Comment by Ramond K Hessel
2014-07-03 18:24:58

Homemoaners bewailing California’s increasingly draconian penalties for excessive water usage as the drought starts to bite. Money quote: “We spend hundreds of thousands for our homes and can’t even water the grass,’ said Richard Massey, a 46-year-old disabled forklift operator, as he watched Mr. Geach cite a neighbor.”

Cry me a river, Mr. Massey.

http://www.zerohedge.com/news/2014-07-03/its-either-do-it-or-you-die-california-regulators-clamp-down-water-waste

 
Comment by Ramond K Hessel
2014-07-03 18:27:31

No more “aliens,” just Democrat Super-majority Entitlement Voters.

http://www.breitbart.com/Big-Government/2014/07/03/ICE-to-No-Longer-Refer-to-Unaccompanied-Minors-as-UACs

 
Comment by Ramond K Hessel
2014-07-03 18:35:09

It seems not everyone is enthused about paying the costs for Pelosi’s latest entitlements-for-votes bloc.

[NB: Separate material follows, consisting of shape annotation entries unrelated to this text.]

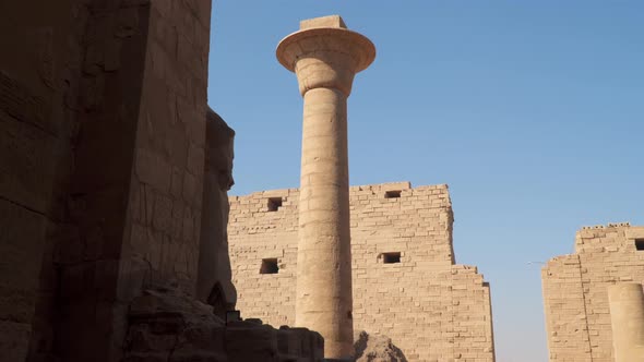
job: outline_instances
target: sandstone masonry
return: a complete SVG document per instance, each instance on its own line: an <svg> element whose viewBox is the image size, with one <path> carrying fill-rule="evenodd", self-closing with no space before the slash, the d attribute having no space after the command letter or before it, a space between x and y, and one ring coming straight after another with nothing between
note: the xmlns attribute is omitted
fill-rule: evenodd
<svg viewBox="0 0 644 362"><path fill-rule="evenodd" d="M355 330L385 335L409 361L494 361L489 285L455 264L446 185L349 190ZM295 317L297 189L230 197L238 307L279 325Z"/></svg>
<svg viewBox="0 0 644 362"><path fill-rule="evenodd" d="M608 288L644 281L644 227L587 227L541 270L550 362L612 362Z"/></svg>

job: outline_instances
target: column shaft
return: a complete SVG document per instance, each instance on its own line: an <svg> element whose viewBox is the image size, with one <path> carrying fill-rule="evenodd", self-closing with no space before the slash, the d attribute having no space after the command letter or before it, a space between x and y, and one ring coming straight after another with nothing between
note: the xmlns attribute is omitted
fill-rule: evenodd
<svg viewBox="0 0 644 362"><path fill-rule="evenodd" d="M305 94L296 325L324 336L327 358L353 354L346 100Z"/></svg>

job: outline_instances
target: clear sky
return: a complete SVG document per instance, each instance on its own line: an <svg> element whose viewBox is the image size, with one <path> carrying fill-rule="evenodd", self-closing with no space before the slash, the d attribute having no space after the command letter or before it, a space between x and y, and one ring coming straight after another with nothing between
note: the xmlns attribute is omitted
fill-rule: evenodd
<svg viewBox="0 0 644 362"><path fill-rule="evenodd" d="M302 100L275 59L341 14L378 49L349 98L351 184L448 183L456 262L491 283L498 362L547 361L540 265L644 225L644 1L214 1L210 105L232 194L297 188Z"/></svg>

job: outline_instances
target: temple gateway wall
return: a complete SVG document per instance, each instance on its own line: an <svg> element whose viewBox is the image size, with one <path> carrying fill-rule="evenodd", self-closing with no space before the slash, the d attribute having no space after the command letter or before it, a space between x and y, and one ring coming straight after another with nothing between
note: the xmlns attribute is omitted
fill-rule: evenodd
<svg viewBox="0 0 644 362"><path fill-rule="evenodd" d="M243 317L294 325L297 189L230 197L232 280ZM490 288L455 264L446 185L350 189L354 329L409 361L493 361Z"/></svg>
<svg viewBox="0 0 644 362"><path fill-rule="evenodd" d="M550 362L612 362L608 287L644 282L644 227L586 227L541 270Z"/></svg>

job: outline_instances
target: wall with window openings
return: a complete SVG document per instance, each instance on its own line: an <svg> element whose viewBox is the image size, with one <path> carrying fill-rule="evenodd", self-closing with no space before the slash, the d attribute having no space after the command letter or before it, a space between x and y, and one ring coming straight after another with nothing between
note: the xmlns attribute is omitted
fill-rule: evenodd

http://news.yahoo.com/california-bus-saga-suggests-illegal-immigration-backlash-boiling-232650860.html

Carol Schlayfer of Pomona, Calif., said to the City Council on Tuesday: “We were declared a sanctuary city in the mid-’90s, and I want to warn you that the crime level in your city will elevate beyond your imagination, and the quality of life will deteriorate beyond your imagination. That’s how it works.”

On the dusty outskirts of town the same day, where about 100 protesters waved signs and cars driving by beeped in support, mother of four Ellen Meeks held a sign that read: “Help OUR government. Help house OUR children. OUR vets. Our Moms and dads. We need help here first.”

“One reason I moved out of Moreno Valley is because this immigration got out of hand. Well, I found out you can’t run from it. You have to speak your opinion,” she said.

 
Comment by Raymond K Hessel
2014-07-04 06:37:10

When French banks deal with unsavory countries we don’t like, they get $8.8 billion dollar fines. When one of the Fed’s primary-deal banks, JP Morgan, aids and abets such illegal transactions, it is “unwitting.” Cue slap-on-the-wrist fines, a pledge to hire more compliance officers, and an increase in political campaign contributions to make this problem go away.